Although it's been a while since Bates has worked on a King project, it's obvious that she's been drawn back to the author's bestselling works on more than one occasion since Misery established her as a star. Even now, she continues to show an interest in the horror genre with projects such as American Horror Story, so it's entirely possible we haven't seen the last of Bates in King adaptations. She definitely has a soft spot for comedy and a real knack for drama, but it's clear that Bates enjoys working on darker material as well.

Kathy Bates beats cancer

In 2003, Kathy Bates was diagnosed with ovarian cancer, and while she was successful in her battle against it, in 2012, she was diagnosed with breast cancer as well. Due to her cancer, she suffers from lymphedema, which is a condition caused by the damage or removal of lymph nodes due to cancer; it manifests as swelling in the arms and legs. The breast cancer diagnosis caused Bates to opt for a double mastectomy and also required the removal of 19 lymph nodes. 

Remarkably, she worked throughout her various diagnoses and treatments, and a look at her filmography shows not even so much as a year off without a project.
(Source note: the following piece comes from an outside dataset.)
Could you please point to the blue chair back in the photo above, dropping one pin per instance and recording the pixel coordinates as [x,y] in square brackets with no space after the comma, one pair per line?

Bates has become an advocate regarding cancer, including working with various charities (like Ovarian National Cancer Alliance and Stand Up to Cancer) and even speaking with the United States government about increasing research into cures for the disease. Faced with personal horror, Kathy Bates turned it into a motivator to help others.

Kathy Bates misses the stage

Kathy Bates intended to return to the stage earlier in her career, but other than a 2006 table reading on stage for Master Class, she's stuck to the screen over the last few decades — prior to that 2006 appearance, her last theater work happened in 1988. It's entirely possible that the grueling schedule of a theater production became too daunting as Bates' film career took off, but it would seem that she still has a special place in her heart for the theater and it would be wonderful to see her return at some point. As she's said herself, she enjoys the way plays are put together and rehearsed, a process that has informed the way she conducts herself and performs in films and on television. 

Regardless of the medium, Bates has enjoyed a consistently high-quality career for decades — whatever she chooses to do next, and wherever she does it, it's bound to be worth a watch.